Bisnis.com, JAKARTA — BNI Asset Management menilai kinerja pasar saham dan obligasi Indonesia memiliki peluang berkilau pada paruh kedua tahun ini atau semester II/2025. Namun, sejumlah tantangan masih menjadi ganjalan.
CIO BNI Asset Management Farash Farich mengatakan pada akhir semester I/2025, pasar saham Indonesia telah kembali menguat setelah tekanan jual investor asing pada awal tahun. Penguatan terjadi didorong oleh meredanya tensi perang dagang AS-China yang dikhawatirkan akan melemahkan perekonomian seluruh dunia.
Kondisi redanya tensi perang dagang membuat investor asing berbalik badan risk off per Mei 2025 dan Juni 2025 untuk kemudian berinvestasi kembali di pasar saham, termasuk pasar saham Indonesia.
Adapun, pada paruh kedua 2025, pasar saham Indonesia diproyeksikan akan mendapatkan dorongan untuk berkilau.
"Peluang di semester II/2025, pasar saham akan fokus kepada perkembangan global di tensi perang dagang AS dengan negara rekan dagangnya yang diekspektasikan akan lebih mereda dan jelas dengan keputusannya," kata Farash dalam jawaban tertulis pada Jumat (20/6/2025).
Kemudian, pasar saham Indonesia pun akan mendapatkan dorongan dari kebijakan pemerintah untuk mendukung pertumbuhan ekonomi selanjutnya. Tercatat, pemerintah memberikan berbagai kebijakan hingga Juni dan Juli 2025.
Baca Juga
Salah satu kebijakan misalnya subsidi biaya transportasi kereta, pesawat ekonomi, dan kapal feri sebesar 6% pajak pertambahan nilai (PPN) hingga 50% diskon. Selain itu, adanya diskon untuk tol sebesar 20% pada periode liburan.
Terdapat pula kebijakan bantuan dana sosial sampai Rp200.000 dan distribusi 10 kilogram beras per bulan untuk populasi dengan kategori pendapatan rendah.
Lalu, program subsidi gaji dengan pemberian kas sebesar Rp300.000 untuk pekerja dengan upah minimum regional dan Rp565.000 untuk guru honorer. Terdapat pula diskon premi jaminan kecelakaan kerja sebesar 50% untuk sektor yang memiliki banyak buruh.
"Kebijakan pemerintah Indonesia diharapkan dapat meningkatkan daya beli masyarakat Indonesia di tengah tantangan pelemahan ekonomi saat ini dimulai di semester kedua 2025," kata Farash.
Selain itu, peluang pasar saham di Indonesia ditopang dengan masih adanya periode dividen untuk beberapa perusahaan di sektor material dasar dan energi seperti perusahaan-perusahaan batubara.

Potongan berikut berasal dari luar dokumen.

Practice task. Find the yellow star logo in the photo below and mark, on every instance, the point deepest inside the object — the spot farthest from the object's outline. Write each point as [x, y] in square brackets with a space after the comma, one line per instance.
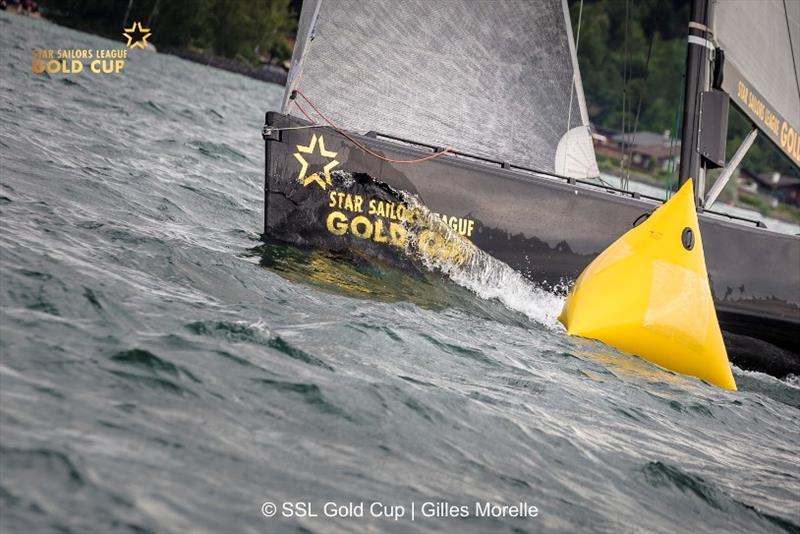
[141, 35]
[315, 178]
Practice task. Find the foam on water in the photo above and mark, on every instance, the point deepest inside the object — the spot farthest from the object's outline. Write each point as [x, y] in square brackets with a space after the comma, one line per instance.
[473, 269]
[162, 370]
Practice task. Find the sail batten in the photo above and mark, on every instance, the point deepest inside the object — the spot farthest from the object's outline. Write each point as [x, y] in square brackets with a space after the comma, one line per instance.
[495, 78]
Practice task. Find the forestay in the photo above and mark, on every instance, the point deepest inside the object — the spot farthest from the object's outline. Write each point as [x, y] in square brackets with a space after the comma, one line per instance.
[494, 78]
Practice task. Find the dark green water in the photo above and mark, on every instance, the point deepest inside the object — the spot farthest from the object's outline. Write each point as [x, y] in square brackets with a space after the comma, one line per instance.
[162, 371]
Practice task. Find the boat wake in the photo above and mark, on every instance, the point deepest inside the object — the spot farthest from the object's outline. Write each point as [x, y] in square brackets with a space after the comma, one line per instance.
[439, 248]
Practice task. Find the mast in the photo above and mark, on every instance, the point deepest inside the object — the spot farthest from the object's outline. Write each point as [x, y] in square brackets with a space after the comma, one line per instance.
[697, 81]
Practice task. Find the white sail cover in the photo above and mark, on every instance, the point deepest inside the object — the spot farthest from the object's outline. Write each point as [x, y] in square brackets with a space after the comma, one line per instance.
[761, 42]
[494, 78]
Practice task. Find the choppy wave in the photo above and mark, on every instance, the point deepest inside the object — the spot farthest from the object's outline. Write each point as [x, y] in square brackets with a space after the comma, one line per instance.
[164, 371]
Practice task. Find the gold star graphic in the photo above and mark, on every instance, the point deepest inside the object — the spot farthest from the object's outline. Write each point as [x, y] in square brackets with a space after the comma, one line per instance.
[315, 178]
[140, 41]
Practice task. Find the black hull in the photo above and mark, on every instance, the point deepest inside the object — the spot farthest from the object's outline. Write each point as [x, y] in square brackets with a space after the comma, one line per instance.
[546, 227]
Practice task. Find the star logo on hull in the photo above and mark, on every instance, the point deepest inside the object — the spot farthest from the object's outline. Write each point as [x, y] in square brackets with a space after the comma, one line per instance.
[137, 36]
[326, 170]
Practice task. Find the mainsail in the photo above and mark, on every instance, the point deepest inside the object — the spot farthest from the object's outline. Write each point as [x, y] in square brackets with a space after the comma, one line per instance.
[761, 43]
[494, 78]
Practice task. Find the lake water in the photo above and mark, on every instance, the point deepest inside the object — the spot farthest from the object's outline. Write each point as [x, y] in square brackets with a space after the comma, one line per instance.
[163, 371]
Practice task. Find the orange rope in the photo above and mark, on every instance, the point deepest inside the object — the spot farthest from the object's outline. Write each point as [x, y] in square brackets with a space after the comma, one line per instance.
[358, 144]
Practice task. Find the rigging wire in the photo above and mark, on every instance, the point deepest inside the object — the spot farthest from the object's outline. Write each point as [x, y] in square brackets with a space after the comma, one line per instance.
[673, 141]
[622, 183]
[639, 107]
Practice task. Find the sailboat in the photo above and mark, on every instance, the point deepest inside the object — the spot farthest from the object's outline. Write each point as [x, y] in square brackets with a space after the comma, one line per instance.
[421, 131]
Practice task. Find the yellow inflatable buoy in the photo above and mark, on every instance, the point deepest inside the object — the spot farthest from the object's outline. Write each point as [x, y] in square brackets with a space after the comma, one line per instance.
[648, 294]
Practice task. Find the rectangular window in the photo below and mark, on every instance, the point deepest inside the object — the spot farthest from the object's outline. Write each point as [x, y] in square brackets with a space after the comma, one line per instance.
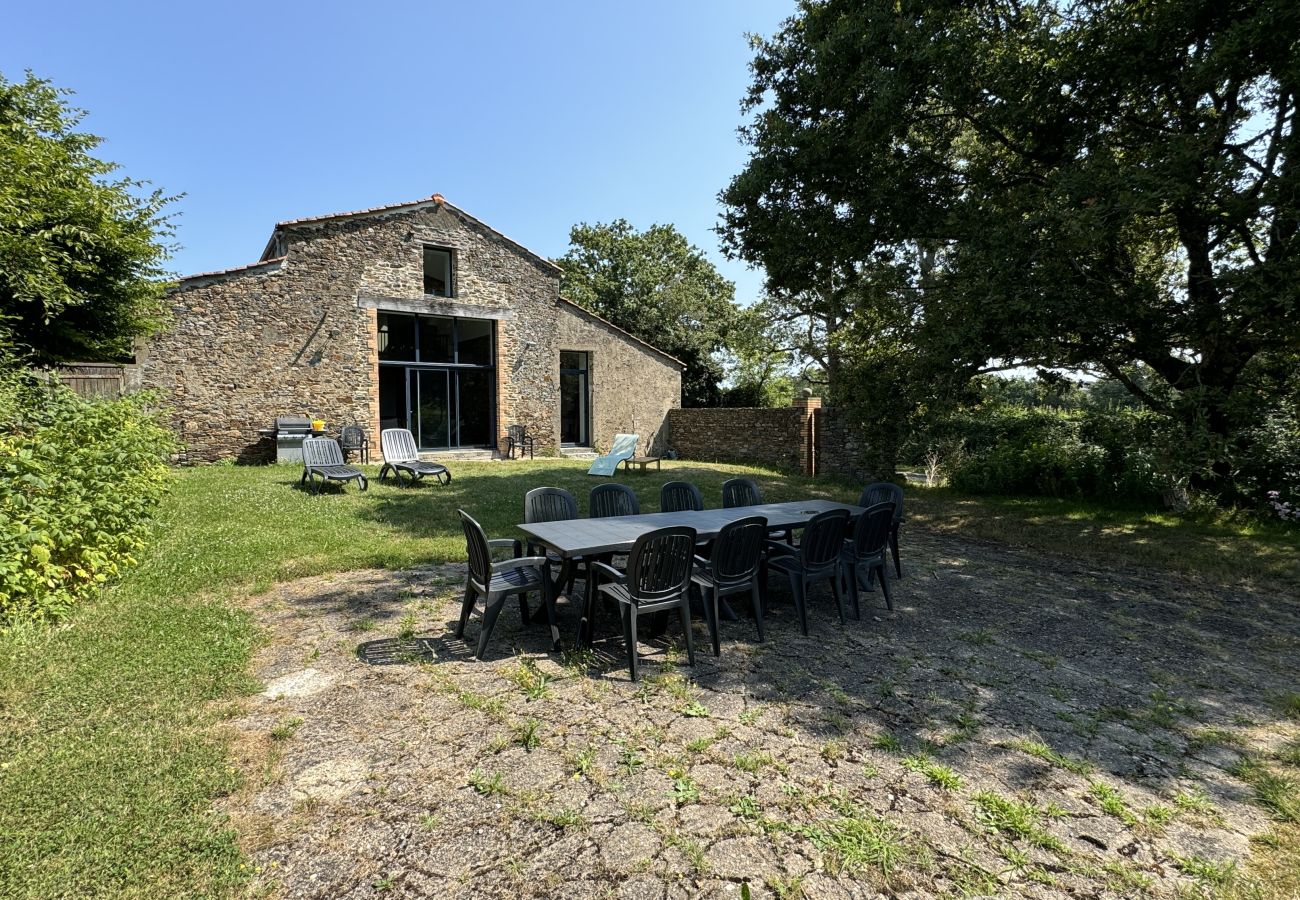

Akan tetapi, terdapat tantangan mengadang pasar saham Indonesia pada paruh kedua 2025. Di antara tantangan adalah kondisi geopolitik yang memanas terjadi di Iran-Israel. Kemudian, beberapa data faktor ekonomi kuartal II/2025 masih terlihat lemah.
"Dengan geopolitik Iran-Israel saat ini, kekhawatiran terjadi pada ekspektasi harga minyak yang akan meningkat, harga emas yang dianggap sebagai alat investasi yang aman akan meningkat, dan peningkatan volatilitas di pasar saham ke depannya," ujar Farash.
Selain itu, data produk domestik bruto (PDB) Indonesia kuartal II/2025 dan laporan keuangan perusahaan di indeks harga saham gabungan (IHSG) yang diekspektasikan masih akan melemah.
Sejauh ini pasar saham Indonesia masih di zona merah. Berdasarkan data Bursa Efek Indonesia (BEI), IHSG mencatatkan pelemahan 1,57% sepanjang tahun berjalan (year to date/ytd) atau sejak perdagangan perdana 2025 sampai perdagangan kemarin, Kamis (19/6/2025) di level 6.968,63.
Pasar saham Indonesia juga masih mencatatkan larinya dana asing. Tercatat, nilai jual bersih atau net sell asing mencapai Rp50,36 triliun ytd.